Em debate na USP, prostituta sueca ataca projeto de lei que criminaliza cli

Paulo Sampaio

09/08/2017 08h00

Pye Jakobsson, no jardim da Fefelech (Foto: Paulo Sampaio/UOL)

O deputado federal João Campos (PRB-GO), autor de um projeto de lei que propõe a criminalização de quem paga por prostituição no Brasil, diz que se baseou no modelo vigente na Suécia. Alega que "é um dos países mais avançados do mundo". A lei sueca foi aprovada em 1999. Campos é pastor, delegado de polícia da classe especial e integra a chamada bancada religiosa fundamentalista da Câmara.  "Tive acesso a uma pesquisa feita por uma universidade norte-americana que revela que 80% das prostitutas gostariam de deixar a atividade.
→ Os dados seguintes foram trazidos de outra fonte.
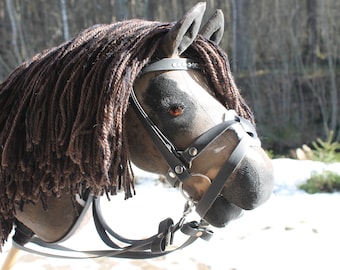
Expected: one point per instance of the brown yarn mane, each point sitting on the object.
(62, 113)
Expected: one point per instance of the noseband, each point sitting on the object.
(179, 161)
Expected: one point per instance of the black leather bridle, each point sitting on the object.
(179, 162)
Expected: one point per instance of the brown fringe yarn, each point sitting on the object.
(62, 112)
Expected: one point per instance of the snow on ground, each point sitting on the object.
(292, 231)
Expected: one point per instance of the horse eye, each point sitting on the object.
(176, 110)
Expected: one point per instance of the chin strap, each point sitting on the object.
(157, 245)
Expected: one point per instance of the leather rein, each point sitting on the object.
(179, 162)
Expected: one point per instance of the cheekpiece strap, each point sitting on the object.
(167, 64)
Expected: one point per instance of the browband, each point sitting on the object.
(168, 64)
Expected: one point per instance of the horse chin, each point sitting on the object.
(221, 212)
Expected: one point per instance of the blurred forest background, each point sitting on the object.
(285, 55)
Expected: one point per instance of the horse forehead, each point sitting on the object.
(168, 83)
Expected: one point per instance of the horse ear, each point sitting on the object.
(180, 37)
(214, 27)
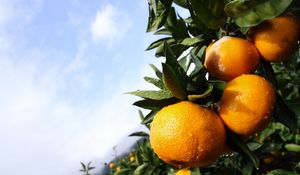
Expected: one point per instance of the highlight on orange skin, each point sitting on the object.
(230, 57)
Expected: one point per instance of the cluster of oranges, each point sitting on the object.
(188, 135)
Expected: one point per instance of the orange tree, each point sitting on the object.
(204, 59)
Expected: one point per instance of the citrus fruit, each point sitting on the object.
(187, 135)
(230, 57)
(276, 39)
(246, 104)
(183, 172)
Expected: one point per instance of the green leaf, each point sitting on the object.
(158, 73)
(163, 31)
(139, 134)
(281, 172)
(252, 12)
(284, 115)
(203, 95)
(181, 3)
(292, 147)
(191, 41)
(176, 26)
(173, 82)
(141, 170)
(158, 14)
(124, 171)
(154, 95)
(154, 105)
(148, 119)
(156, 82)
(294, 105)
(268, 72)
(210, 13)
(266, 133)
(142, 117)
(157, 43)
(236, 144)
(254, 146)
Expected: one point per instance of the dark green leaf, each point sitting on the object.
(173, 82)
(154, 95)
(154, 105)
(252, 12)
(156, 82)
(203, 95)
(157, 43)
(292, 147)
(210, 13)
(158, 14)
(158, 73)
(139, 134)
(141, 170)
(124, 171)
(268, 72)
(281, 172)
(181, 3)
(237, 144)
(191, 41)
(254, 145)
(284, 115)
(266, 133)
(295, 106)
(163, 31)
(148, 119)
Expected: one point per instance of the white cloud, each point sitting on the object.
(17, 10)
(45, 132)
(110, 25)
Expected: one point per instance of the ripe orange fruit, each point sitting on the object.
(187, 135)
(230, 57)
(247, 104)
(276, 39)
(183, 172)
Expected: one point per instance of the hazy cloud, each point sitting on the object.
(110, 24)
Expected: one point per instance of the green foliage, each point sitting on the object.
(251, 13)
(183, 77)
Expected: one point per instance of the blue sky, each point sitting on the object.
(64, 69)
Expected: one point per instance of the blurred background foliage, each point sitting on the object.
(274, 151)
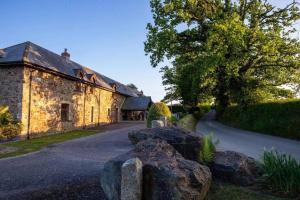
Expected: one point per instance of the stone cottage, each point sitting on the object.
(48, 92)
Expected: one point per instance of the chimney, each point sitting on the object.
(2, 53)
(66, 55)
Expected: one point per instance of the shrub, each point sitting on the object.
(208, 150)
(281, 172)
(156, 111)
(173, 119)
(188, 122)
(9, 127)
(279, 118)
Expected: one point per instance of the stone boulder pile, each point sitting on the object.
(166, 158)
(166, 173)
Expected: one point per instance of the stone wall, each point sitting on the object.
(11, 89)
(89, 107)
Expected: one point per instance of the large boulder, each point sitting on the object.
(235, 167)
(166, 174)
(132, 176)
(188, 144)
(157, 123)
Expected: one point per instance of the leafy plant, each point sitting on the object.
(9, 127)
(188, 122)
(208, 149)
(156, 111)
(232, 51)
(281, 172)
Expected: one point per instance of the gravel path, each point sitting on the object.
(68, 170)
(247, 142)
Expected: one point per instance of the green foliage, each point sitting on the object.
(235, 51)
(281, 172)
(36, 144)
(208, 149)
(280, 118)
(222, 191)
(188, 122)
(156, 111)
(9, 127)
(173, 119)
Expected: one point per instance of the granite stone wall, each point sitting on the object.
(89, 107)
(11, 89)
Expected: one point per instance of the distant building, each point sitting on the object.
(50, 93)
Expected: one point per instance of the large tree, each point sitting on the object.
(236, 51)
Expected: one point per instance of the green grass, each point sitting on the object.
(36, 144)
(188, 122)
(281, 118)
(281, 172)
(232, 192)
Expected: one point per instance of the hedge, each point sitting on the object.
(281, 118)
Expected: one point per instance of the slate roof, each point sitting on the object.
(29, 52)
(137, 103)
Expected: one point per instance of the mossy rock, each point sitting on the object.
(156, 111)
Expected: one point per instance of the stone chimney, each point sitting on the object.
(66, 55)
(2, 53)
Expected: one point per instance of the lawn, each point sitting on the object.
(231, 192)
(279, 118)
(26, 146)
(188, 122)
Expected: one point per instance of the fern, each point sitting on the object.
(208, 149)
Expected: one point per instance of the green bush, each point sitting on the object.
(188, 122)
(9, 127)
(281, 172)
(156, 111)
(279, 118)
(208, 150)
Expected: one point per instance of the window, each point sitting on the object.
(78, 87)
(94, 80)
(65, 112)
(92, 114)
(92, 90)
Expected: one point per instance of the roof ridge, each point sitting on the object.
(26, 51)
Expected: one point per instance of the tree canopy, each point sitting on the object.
(233, 51)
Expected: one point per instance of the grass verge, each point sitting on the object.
(188, 122)
(279, 118)
(232, 192)
(26, 146)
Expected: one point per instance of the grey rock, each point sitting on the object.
(188, 144)
(235, 167)
(131, 183)
(157, 123)
(166, 174)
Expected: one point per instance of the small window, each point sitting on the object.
(92, 90)
(92, 114)
(81, 75)
(65, 112)
(78, 87)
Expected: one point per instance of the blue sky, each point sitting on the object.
(106, 35)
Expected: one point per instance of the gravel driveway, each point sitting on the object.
(247, 142)
(68, 170)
A prostituição expõe as mulheres à violência física, ao estupro, e carece de um elemento fundamental nas relações íntimas, que é o amor".  A prostituta sueca Pye Jakobsson, 49 anos, presidente da Rede Mundial de Projetos para Trabalhadores do Sexo (NSWP), discorda radicalmente de Campos. Ela  considera a lei que regula a atividade em seu país um desastre. Diz que reforça o estigma de vítimas que a sociedade imputa às prostitutas. No Brasil para participar de um ciclo de debates intitulado "Um século e meio de abolicionismo: prostituição, criminalização e controle da mulher", Pye conversou com o blog em uma sala da Faculdade de Letras, Filosofia e Ciências Humanas da USP, a Fefelech. O ciclo faz parte das comemorações pelos 30 anos do Movimento Brasileiro de Prostitutas.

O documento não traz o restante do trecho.